While Cornwalll’s Coastal Path can boast of superb views, rugged cliffs and sheer delight of pretty seaside villages, Cornwall’s moors and heaths are something else indeed. The smallest of Great Britain’s three moorlands, Bodmin Moor reigns in wild and untamed splendor. Hikers here find tiny medieval villages snuggled in river valleys amid the strange and haunting moorlands. A sense of timelessness engendered by ancient stone circles, rugged rocky tors springing up out of the sweeping expanse of moor and the lonesome emptiness of the land gives visitors an experience that could never be had on the coast. While the ancient and medieval are present, the 20th century is not apparent in large areas of the moor. Remote and even desolate at times, Bodmin Moor comes to colorful, joyful life in spring and summer when riotous blooms and flocks of birds and butterflies tarry for the season.
Hiking The Smuggler’s Way
A coast-to-coast long distance footpath crosses Bodmin Moor, where sights include the moorlands’ extensive fauna and flora, abandoned mines, stunning views from Cornwall’s biggest hill, Brown Willy and Bronze Age Celtic stone circles and crosses. The Smuggler’s Way, a challenging three or four day hike, runs from the south seaside town of Looe to the northern coastal town of Boscastle, covering 37 miles of moors, heaths and wild granite rock formations. At an estimated 12 and a half miles a day through wild moorlands, hikers will need to be regular walkers, fit and able to reliably use compass and map or a handheld GPS. With marshes, bogs, abandoned mines and fast weather changes, hikers need to use caution.

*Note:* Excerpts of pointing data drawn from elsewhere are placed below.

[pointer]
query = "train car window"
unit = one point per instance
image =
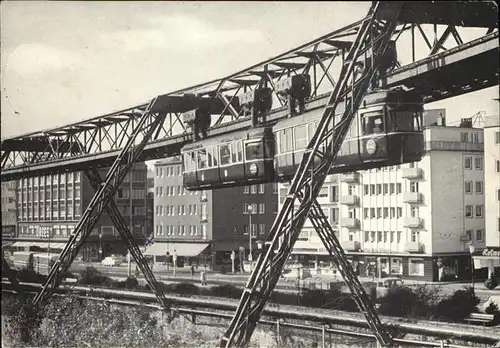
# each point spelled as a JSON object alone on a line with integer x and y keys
{"x": 239, "y": 150}
{"x": 210, "y": 151}
{"x": 300, "y": 137}
{"x": 372, "y": 122}
{"x": 202, "y": 158}
{"x": 234, "y": 153}
{"x": 224, "y": 154}
{"x": 254, "y": 150}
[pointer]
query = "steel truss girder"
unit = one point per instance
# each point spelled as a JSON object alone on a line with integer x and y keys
{"x": 305, "y": 187}
{"x": 105, "y": 193}
{"x": 118, "y": 221}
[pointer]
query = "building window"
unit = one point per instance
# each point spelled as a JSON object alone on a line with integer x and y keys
{"x": 334, "y": 215}
{"x": 468, "y": 162}
{"x": 468, "y": 234}
{"x": 262, "y": 228}
{"x": 468, "y": 187}
{"x": 479, "y": 187}
{"x": 323, "y": 192}
{"x": 479, "y": 211}
{"x": 468, "y": 211}
{"x": 262, "y": 208}
{"x": 334, "y": 194}
{"x": 478, "y": 163}
{"x": 396, "y": 265}
{"x": 416, "y": 267}
{"x": 479, "y": 235}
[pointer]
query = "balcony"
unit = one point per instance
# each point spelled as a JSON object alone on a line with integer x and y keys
{"x": 412, "y": 197}
{"x": 414, "y": 247}
{"x": 465, "y": 238}
{"x": 350, "y": 200}
{"x": 412, "y": 173}
{"x": 350, "y": 177}
{"x": 350, "y": 245}
{"x": 413, "y": 222}
{"x": 350, "y": 223}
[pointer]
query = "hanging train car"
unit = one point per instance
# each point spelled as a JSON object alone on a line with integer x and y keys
{"x": 387, "y": 130}
{"x": 236, "y": 159}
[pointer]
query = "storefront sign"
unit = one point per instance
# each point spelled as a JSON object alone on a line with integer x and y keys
{"x": 8, "y": 231}
{"x": 491, "y": 252}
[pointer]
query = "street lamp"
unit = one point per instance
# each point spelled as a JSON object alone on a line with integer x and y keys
{"x": 100, "y": 246}
{"x": 471, "y": 250}
{"x": 250, "y": 259}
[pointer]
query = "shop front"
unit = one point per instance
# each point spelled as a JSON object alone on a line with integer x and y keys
{"x": 488, "y": 258}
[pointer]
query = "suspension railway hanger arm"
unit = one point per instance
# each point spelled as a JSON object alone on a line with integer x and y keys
{"x": 310, "y": 177}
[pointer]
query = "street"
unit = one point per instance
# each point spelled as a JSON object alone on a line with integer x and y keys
{"x": 321, "y": 282}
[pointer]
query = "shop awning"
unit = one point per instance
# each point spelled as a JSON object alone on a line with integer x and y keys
{"x": 181, "y": 249}
{"x": 25, "y": 244}
{"x": 7, "y": 243}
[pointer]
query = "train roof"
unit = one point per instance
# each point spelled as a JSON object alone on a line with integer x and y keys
{"x": 244, "y": 134}
{"x": 385, "y": 96}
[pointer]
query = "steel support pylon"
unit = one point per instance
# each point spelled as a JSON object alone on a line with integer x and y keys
{"x": 146, "y": 126}
{"x": 9, "y": 273}
{"x": 310, "y": 176}
{"x": 127, "y": 236}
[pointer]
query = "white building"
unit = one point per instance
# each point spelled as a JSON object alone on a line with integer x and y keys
{"x": 490, "y": 257}
{"x": 415, "y": 220}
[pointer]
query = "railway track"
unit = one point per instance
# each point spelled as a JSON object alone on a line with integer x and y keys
{"x": 280, "y": 315}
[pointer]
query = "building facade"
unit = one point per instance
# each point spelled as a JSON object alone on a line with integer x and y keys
{"x": 490, "y": 256}
{"x": 204, "y": 227}
{"x": 415, "y": 220}
{"x": 9, "y": 212}
{"x": 49, "y": 208}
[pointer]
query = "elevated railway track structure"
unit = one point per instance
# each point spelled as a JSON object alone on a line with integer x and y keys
{"x": 156, "y": 130}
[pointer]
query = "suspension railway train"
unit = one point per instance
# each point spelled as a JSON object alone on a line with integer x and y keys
{"x": 387, "y": 130}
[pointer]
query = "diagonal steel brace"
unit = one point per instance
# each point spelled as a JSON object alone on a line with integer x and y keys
{"x": 127, "y": 236}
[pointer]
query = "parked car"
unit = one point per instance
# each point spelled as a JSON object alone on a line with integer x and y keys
{"x": 111, "y": 261}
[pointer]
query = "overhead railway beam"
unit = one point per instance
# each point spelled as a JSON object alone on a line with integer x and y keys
{"x": 469, "y": 67}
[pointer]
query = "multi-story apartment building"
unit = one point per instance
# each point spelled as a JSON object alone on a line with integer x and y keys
{"x": 490, "y": 256}
{"x": 49, "y": 208}
{"x": 415, "y": 220}
{"x": 205, "y": 226}
{"x": 9, "y": 212}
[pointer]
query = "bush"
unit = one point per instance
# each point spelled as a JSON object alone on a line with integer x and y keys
{"x": 458, "y": 306}
{"x": 491, "y": 282}
{"x": 91, "y": 276}
{"x": 185, "y": 289}
{"x": 406, "y": 301}
{"x": 226, "y": 291}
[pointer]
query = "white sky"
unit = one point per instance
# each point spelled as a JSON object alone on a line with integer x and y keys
{"x": 63, "y": 62}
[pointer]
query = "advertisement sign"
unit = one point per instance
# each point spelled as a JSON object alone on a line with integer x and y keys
{"x": 9, "y": 231}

Bodmin Moor Flora and Fauna
Nevertheless, walking the Smuggler’s Way across Bodmin Moor can enchant visitors with glimpses of the area’s wildlife, birds and blooming flowers. Visitors might catch sight of the following:
– A rich variety of birds from ravens and buzzards coasting on the thermals to Meadow pipits and wagtails.
– Small mammals such as badgers, river otters, foxes and roe deer.

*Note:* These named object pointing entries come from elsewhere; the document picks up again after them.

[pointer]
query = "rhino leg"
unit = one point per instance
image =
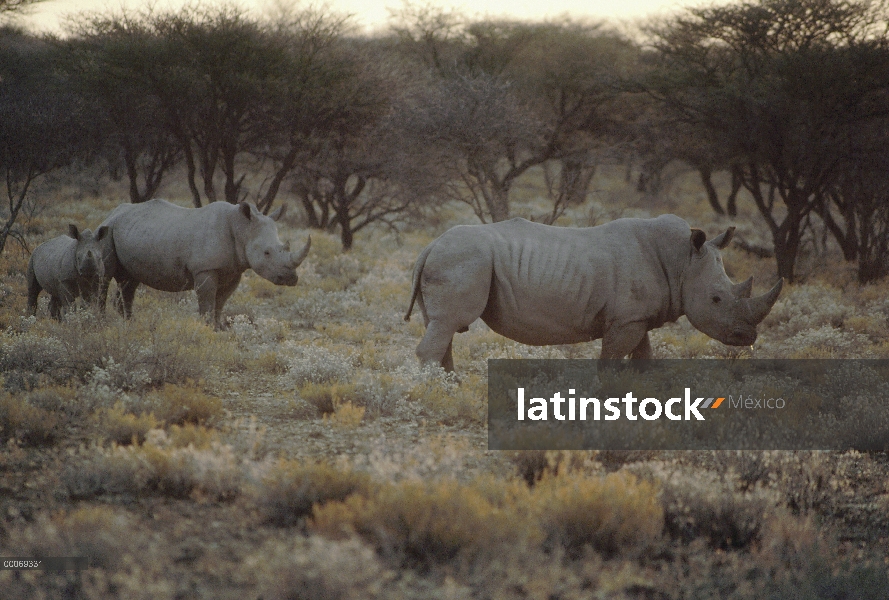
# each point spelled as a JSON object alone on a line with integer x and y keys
{"x": 103, "y": 293}
{"x": 449, "y": 306}
{"x": 643, "y": 350}
{"x": 223, "y": 292}
{"x": 34, "y": 290}
{"x": 58, "y": 305}
{"x": 436, "y": 345}
{"x": 621, "y": 340}
{"x": 123, "y": 299}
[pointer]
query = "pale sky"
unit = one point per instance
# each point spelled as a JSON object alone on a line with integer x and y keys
{"x": 373, "y": 14}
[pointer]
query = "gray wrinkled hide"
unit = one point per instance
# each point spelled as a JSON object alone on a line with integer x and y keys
{"x": 171, "y": 248}
{"x": 79, "y": 264}
{"x": 540, "y": 285}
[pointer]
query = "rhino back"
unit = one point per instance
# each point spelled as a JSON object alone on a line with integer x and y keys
{"x": 163, "y": 245}
{"x": 555, "y": 285}
{"x": 53, "y": 264}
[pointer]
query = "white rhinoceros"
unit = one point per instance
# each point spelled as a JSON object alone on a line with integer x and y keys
{"x": 71, "y": 266}
{"x": 171, "y": 248}
{"x": 541, "y": 285}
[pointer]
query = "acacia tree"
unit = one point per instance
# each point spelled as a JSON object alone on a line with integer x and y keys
{"x": 41, "y": 123}
{"x": 480, "y": 135}
{"x": 559, "y": 76}
{"x": 362, "y": 172}
{"x": 780, "y": 83}
{"x": 108, "y": 62}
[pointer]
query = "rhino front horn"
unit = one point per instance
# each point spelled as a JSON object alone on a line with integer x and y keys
{"x": 743, "y": 290}
{"x": 761, "y": 305}
{"x": 298, "y": 258}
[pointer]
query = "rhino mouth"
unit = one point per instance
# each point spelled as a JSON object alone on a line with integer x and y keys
{"x": 288, "y": 280}
{"x": 88, "y": 270}
{"x": 741, "y": 337}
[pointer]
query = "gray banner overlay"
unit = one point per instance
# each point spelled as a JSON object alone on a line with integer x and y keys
{"x": 688, "y": 405}
{"x": 54, "y": 563}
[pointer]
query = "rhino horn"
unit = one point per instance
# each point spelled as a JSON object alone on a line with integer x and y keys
{"x": 743, "y": 290}
{"x": 722, "y": 240}
{"x": 761, "y": 305}
{"x": 298, "y": 258}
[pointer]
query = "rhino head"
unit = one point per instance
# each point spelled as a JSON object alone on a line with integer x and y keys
{"x": 712, "y": 303}
{"x": 265, "y": 253}
{"x": 92, "y": 250}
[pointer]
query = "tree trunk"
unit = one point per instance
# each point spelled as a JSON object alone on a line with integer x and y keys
{"x": 498, "y": 201}
{"x": 706, "y": 173}
{"x": 575, "y": 180}
{"x": 732, "y": 202}
{"x": 191, "y": 175}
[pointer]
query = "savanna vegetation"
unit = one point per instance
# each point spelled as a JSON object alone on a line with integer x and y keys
{"x": 303, "y": 452}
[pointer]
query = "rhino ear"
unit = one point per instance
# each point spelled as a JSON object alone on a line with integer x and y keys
{"x": 278, "y": 213}
{"x": 722, "y": 240}
{"x": 698, "y": 238}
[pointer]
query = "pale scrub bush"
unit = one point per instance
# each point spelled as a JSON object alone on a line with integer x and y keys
{"x": 700, "y": 504}
{"x": 161, "y": 343}
{"x": 801, "y": 481}
{"x": 314, "y": 306}
{"x": 315, "y": 568}
{"x": 29, "y": 424}
{"x": 122, "y": 427}
{"x": 614, "y": 514}
{"x": 807, "y": 306}
{"x": 825, "y": 341}
{"x": 288, "y": 491}
{"x": 317, "y": 364}
{"x": 156, "y": 468}
{"x": 180, "y": 404}
{"x": 422, "y": 523}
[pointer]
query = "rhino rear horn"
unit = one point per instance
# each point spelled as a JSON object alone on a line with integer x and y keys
{"x": 298, "y": 258}
{"x": 276, "y": 215}
{"x": 743, "y": 290}
{"x": 761, "y": 305}
{"x": 722, "y": 240}
{"x": 698, "y": 238}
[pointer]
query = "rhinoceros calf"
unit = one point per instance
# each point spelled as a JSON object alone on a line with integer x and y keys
{"x": 171, "y": 248}
{"x": 79, "y": 264}
{"x": 540, "y": 285}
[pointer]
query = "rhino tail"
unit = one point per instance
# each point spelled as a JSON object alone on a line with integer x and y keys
{"x": 418, "y": 273}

– Lichens, ferns, mosses, heather, grasslands, gorse and cotton grass.
– Domestic Scottish Highland cattle, flocks of sheep and sturdy ponies.

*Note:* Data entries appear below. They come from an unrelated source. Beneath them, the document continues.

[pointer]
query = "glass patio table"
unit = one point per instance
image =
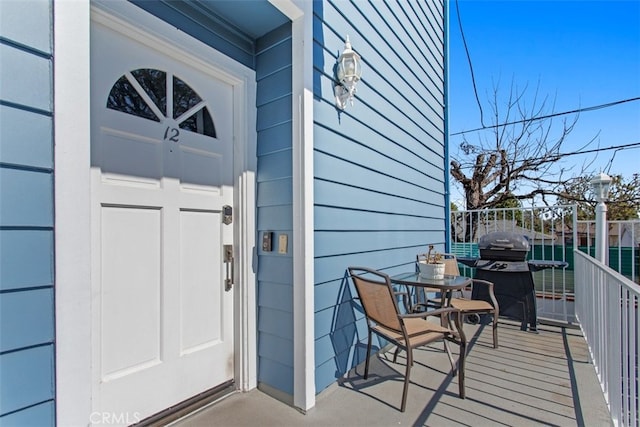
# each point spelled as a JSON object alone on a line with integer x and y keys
{"x": 446, "y": 286}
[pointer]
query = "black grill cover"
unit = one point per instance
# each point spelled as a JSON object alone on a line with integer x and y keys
{"x": 503, "y": 246}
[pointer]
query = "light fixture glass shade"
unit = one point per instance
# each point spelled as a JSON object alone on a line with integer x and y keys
{"x": 348, "y": 72}
{"x": 601, "y": 184}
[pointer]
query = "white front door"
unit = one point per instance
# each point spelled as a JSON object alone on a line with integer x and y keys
{"x": 162, "y": 171}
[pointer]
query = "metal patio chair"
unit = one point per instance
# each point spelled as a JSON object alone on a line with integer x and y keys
{"x": 464, "y": 303}
{"x": 406, "y": 331}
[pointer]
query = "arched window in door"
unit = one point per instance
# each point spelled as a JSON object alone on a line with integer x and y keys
{"x": 143, "y": 93}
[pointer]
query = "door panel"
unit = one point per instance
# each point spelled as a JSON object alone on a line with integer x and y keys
{"x": 162, "y": 170}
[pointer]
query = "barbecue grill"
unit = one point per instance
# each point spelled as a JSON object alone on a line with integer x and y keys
{"x": 503, "y": 261}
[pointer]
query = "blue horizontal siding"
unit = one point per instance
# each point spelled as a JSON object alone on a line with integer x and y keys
{"x": 277, "y": 192}
{"x": 275, "y": 217}
{"x": 275, "y": 209}
{"x": 39, "y": 415}
{"x": 379, "y": 166}
{"x": 33, "y": 311}
{"x": 26, "y": 138}
{"x": 27, "y": 23}
{"x": 203, "y": 28}
{"x": 277, "y": 348}
{"x": 345, "y": 196}
{"x": 274, "y": 139}
{"x": 274, "y": 57}
{"x": 27, "y": 378}
{"x": 275, "y": 112}
{"x": 26, "y": 259}
{"x": 26, "y": 198}
{"x": 274, "y": 166}
{"x": 27, "y": 369}
{"x": 363, "y": 219}
{"x": 26, "y": 78}
{"x": 275, "y": 374}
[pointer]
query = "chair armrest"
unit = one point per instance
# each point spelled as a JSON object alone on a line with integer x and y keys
{"x": 425, "y": 314}
{"x": 405, "y": 299}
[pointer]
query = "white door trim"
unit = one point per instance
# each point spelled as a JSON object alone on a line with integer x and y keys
{"x": 72, "y": 184}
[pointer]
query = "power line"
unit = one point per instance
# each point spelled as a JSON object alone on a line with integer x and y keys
{"x": 466, "y": 49}
{"x": 579, "y": 110}
{"x": 629, "y": 146}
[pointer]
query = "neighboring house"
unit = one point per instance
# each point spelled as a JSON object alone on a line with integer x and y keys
{"x": 141, "y": 141}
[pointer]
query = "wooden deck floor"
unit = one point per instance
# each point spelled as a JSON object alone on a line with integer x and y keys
{"x": 533, "y": 379}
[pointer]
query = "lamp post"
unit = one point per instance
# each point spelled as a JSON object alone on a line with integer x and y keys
{"x": 600, "y": 184}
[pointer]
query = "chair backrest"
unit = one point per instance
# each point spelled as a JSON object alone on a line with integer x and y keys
{"x": 451, "y": 265}
{"x": 376, "y": 296}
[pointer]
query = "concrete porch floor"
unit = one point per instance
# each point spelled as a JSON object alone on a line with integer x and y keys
{"x": 532, "y": 379}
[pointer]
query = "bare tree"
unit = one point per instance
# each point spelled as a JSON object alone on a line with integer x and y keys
{"x": 518, "y": 157}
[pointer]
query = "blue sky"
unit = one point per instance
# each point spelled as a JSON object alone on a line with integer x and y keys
{"x": 582, "y": 53}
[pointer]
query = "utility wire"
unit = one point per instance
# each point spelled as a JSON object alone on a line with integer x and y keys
{"x": 548, "y": 116}
{"x": 630, "y": 146}
{"x": 466, "y": 49}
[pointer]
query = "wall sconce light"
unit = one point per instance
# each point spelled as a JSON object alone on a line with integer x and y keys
{"x": 348, "y": 72}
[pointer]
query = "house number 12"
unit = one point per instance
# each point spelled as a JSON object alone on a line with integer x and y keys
{"x": 171, "y": 134}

– The Beast of Bodmin, a three and a half foot long wild cat that is said to kill and eat livestock.
Smugglers, Murder, Myth and Legend
Hikers will not only climb Cornwall’s summit, Brown Willy but Rough Tor with its Neolithic stone walls. Ancient lanes lined with Cornish hedges, drover’s roads, 15th century bridges and the challenging open moorland comprise Smuggler’s Way. Taking the 10 Tor Loop will lead hikers to this remote area’s standing stones and strange rock pile ups, the Cheesewring, Hurlers and Minions. Travelers can stay overnight at the dramatic Jamaica Inn made famous by Daphne du Maurier’s novel. Smugglers used the Inn to hide away their contraband, usually tea, brandy and other luxuries. Steeped in history, Bodmin Moor was host to Bronze Age hunters, Celtic warriors, mystical saints and wily smugglers. Feeder streams and peat bogs form the source of Cornwall’s many rivers including Camel, Fowey, Ottery, Inny and Lynher. Legends of King Arthur abound at Dozmary Pond, a peaty pool said to be the resting place of Arthur’s sword Excalibur. Moorland ghosts haunt the moor, including that of Charlotte Dymond, killed in 1844 on Rough Tor. From stunning vistas across the gently curved horizon to bizarre granite rock heaps like Cheesewring, visitors can see it all trekking along the Smuggler’s Way.